Peki, Aytunç hoca zehirlendi mi? Vefatı günlerinde, polonyum radyoaktif maddesiyle öldürülmüş olabileceği bahsinin açıklık kazanması zamana muhtaç dense de hiçte mantıksız durmuyor. Kanser rahatsızlığının ilk evreden son evreye hızlı geçiş yaptığı hususu üzerinde durulması manidardır. Geçtiğimiz yıllarda eski bir KGB ajanının İngiltere’ye iltica ettiği bir dönemde polonyumla zehirlendiği, kısa sürede öldüğü, zehrin toprağa karışması boyutunda tabutunun bile özel yapıldığı akıllara gelecektir.

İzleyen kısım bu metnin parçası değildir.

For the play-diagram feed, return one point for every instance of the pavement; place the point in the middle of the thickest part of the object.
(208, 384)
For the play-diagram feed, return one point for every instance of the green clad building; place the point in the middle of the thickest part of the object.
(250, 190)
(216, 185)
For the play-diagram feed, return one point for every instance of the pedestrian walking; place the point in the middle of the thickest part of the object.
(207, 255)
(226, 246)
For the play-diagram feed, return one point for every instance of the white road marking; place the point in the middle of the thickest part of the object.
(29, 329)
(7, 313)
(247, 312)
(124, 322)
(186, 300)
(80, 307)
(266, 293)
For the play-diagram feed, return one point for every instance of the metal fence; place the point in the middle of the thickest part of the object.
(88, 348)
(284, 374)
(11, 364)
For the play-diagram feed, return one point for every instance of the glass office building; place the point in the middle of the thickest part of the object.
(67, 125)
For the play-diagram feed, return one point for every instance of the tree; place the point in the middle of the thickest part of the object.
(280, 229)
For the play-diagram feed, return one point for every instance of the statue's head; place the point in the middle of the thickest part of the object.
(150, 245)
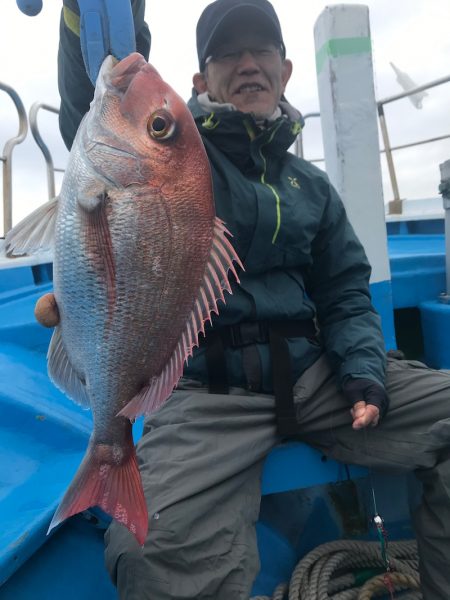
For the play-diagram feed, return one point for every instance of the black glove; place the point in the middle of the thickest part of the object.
(366, 390)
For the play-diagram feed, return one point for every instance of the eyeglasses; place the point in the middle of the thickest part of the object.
(231, 57)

Sözün özü seçkin bir entelektüel ve düşünce adamı Aytunç Altındal’a Allah’tan rahmet dilerken; fikirlerin fikirlerle etkisiz hale getirilebileceği, dile geldiği üzre bu bir suikast ise eğer bilakis insanların daha büyük bir tutkuyla gerçekleri öğrenme arzusunu kamçılayacağı hususunu akıldan çıkarmamak gerektiğini vurgulamalıyım. Nihayet eserlerinin daha çok okunması ve asıl şimdi artan bir ilgi odağı halini alması günümüz toplumundan beklenmeyecek bir mistifikasyon mudur? Böyle yaklaşmanın insanlıktan ümidi kesmekle bir ve aynı şey olacağını düşünüyorum. Dahası yeryüzünün tüm şeytani güçleri ve şer odaklarıyla zıddiyet halinde sessiz bir çoğunluğun mevcudiyetini gönlümde duyabiliyorum.
L.T.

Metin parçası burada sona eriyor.